Wednesday, December 01, 2010

The Beauty of Being


If one were to stand on the cliffs of Moher on the west coast of Ireland, he would be faced with one of the most breathtaking sights of the Emerald Isle. If one were to listen to one of Vivaldi's Harmonic Inspirations, he would be elevated by its intricate, ascending melody that raises one's soul to the height of tears. Likewise to attend a High Mass in an ancient French Cathedral where the Gregorian Chant, mingled with incense, ascends in sweet savor to the echos of liturgical aesthetics. One may also sigh with satisfaction at an El Greco or read the “Ballad of the White Horse” by G.K. Chesterton and be invigorated by the courage of a king with a lost cause, who cheats death and betrays fate. All of this and so much more can be summed up in one word: beauty.

The tragedy of the modern day is that beauty is an outlaw or a fugitive, fleeing from the “self-expression” of artists or the morbid philosophies of the Immanual Kants and David Humes, who believe that the objective order of being is relative to individual perception. Such beliefs revolt against God's nature and take their idea of beauty over that which has been designed and presented by God. Very few people even bother to seek the true meaning of beauty and its manifestations and prefer to distort and twist the word to meet their own ends. Therefore a Thomistic analysis of beauty is necessary.

St. Thomas defines beauty as "Id quod visum placet”, “That when seen pleases.” If a person has ordered passions and a properly informed intellect, he will be pleased by truly beautiful things. In fact, he should see all being as beautiful, for God only creates that which is properly ordered and points to His Divinity. Even snakes and insects are beautiful in the sense that they exist and are creations of God. To put it in a more metaphysical sense, beauty is a transcendental property of being, being is inherent in the substance, and therefore firmly founded in the objective order. To be is to be beautiful. This would be contrary to the modern opinion that beauty only exists in appearances and therefore someone who is not attractive is not beautiful. The Catholic Church is the only institution that has reprimanded such a position by looking deeper into the person and seeing the invaluable beauty of the soul as a potential member of the Mystical Body of Christ, created to be united with the ultimate source of beauty, which is God.

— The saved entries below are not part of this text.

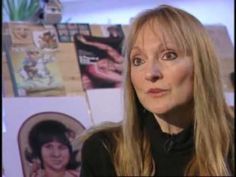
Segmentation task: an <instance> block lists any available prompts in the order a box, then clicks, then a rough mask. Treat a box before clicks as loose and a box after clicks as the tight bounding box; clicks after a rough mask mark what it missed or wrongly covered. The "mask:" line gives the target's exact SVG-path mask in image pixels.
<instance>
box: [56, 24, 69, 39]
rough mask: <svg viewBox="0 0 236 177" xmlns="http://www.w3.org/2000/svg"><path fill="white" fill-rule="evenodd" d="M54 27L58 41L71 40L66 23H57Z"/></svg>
mask: <svg viewBox="0 0 236 177" xmlns="http://www.w3.org/2000/svg"><path fill="white" fill-rule="evenodd" d="M55 28H56V30H57V34H58V39H59V41H60V42H71V39H70V34H69V30H68V29H67V24H66V23H58V24H56V25H55Z"/></svg>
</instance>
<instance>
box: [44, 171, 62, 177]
mask: <svg viewBox="0 0 236 177" xmlns="http://www.w3.org/2000/svg"><path fill="white" fill-rule="evenodd" d="M64 175H65V170H61V171H55V170H52V169H47V170H45V175H44V176H45V177H64Z"/></svg>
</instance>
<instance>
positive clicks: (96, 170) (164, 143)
mask: <svg viewBox="0 0 236 177" xmlns="http://www.w3.org/2000/svg"><path fill="white" fill-rule="evenodd" d="M143 123H144V126H145V127H146V128H147V132H148V135H149V137H150V142H151V151H152V155H153V159H154V161H155V164H156V173H155V176H183V175H184V169H185V167H186V165H187V163H188V162H189V160H190V159H191V157H192V154H193V149H194V141H193V126H192V125H191V126H189V127H188V128H186V129H185V130H183V131H182V132H180V133H179V134H176V135H169V134H167V133H164V132H162V131H161V128H160V126H159V124H158V123H157V121H156V119H155V118H154V116H150V117H147V118H145V119H144V120H143ZM102 142H105V143H106V142H108V138H107V133H105V132H99V133H96V134H94V135H93V136H91V137H90V138H89V139H87V140H86V141H85V143H84V145H83V148H82V168H81V177H90V176H116V173H115V169H114V166H113V164H112V161H111V157H110V155H109V153H108V151H107V149H106V148H105V147H104V145H103V143H102ZM108 144H109V142H108Z"/></svg>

Another sense of beauty is the beauty of art, something that has been violently attacked in the modern world. A fine piece of art is beautiful in the sense that it is a works of human hands that truly imitates nature, the creation of God. One may prefer this or that piece of art more than another, but the important function of art is that it imitates reality and does not dictate it. Art also must comply with certain rules of nature to be considered beautiful art and those three are integrity, harmony, and clarity. Integrity is the element that forms the work of art as a comprehensive whole. It makes sure that all of the parts are there, not leaving the spectator hanging with an incomplete impression of the work. A sparrow without wings would lack integrity because it lacks something that should be there and is, therefore, incomplete. Harmony is concerned with the interrelationship of the parts. The work of art must not be merely a whole but an ordered whole with all of the parts fitting together in a complimentary fashion. St. Thomas also refers to harmony as “due proportion.” If that sparrow had his beak off to the side of his face, there would be disharmony in that the position of the beak and not proportioned to the figure of the sparrow. Finally, clarity is the element that reveals the beauty of a thing in its form, making it identifiable. Clarity is what reveals to us that a sparrow is a sparrow.

These three elements are the foundation for natural beauty just as they are for artistic beauty and if an object lacks in any of these three criteria, ugliness is born. So in imitating nature, artists should accomplish their work in light of the source of beauty, which is God, and give Him the due reverence and respect by following these rules of nature that He has gifted to reality. Chesterton, El Greco, the Medieval Monks, and Vivaldi realized this in their poetry, art, and music, using their talents to show the beauty of being and give glory to God.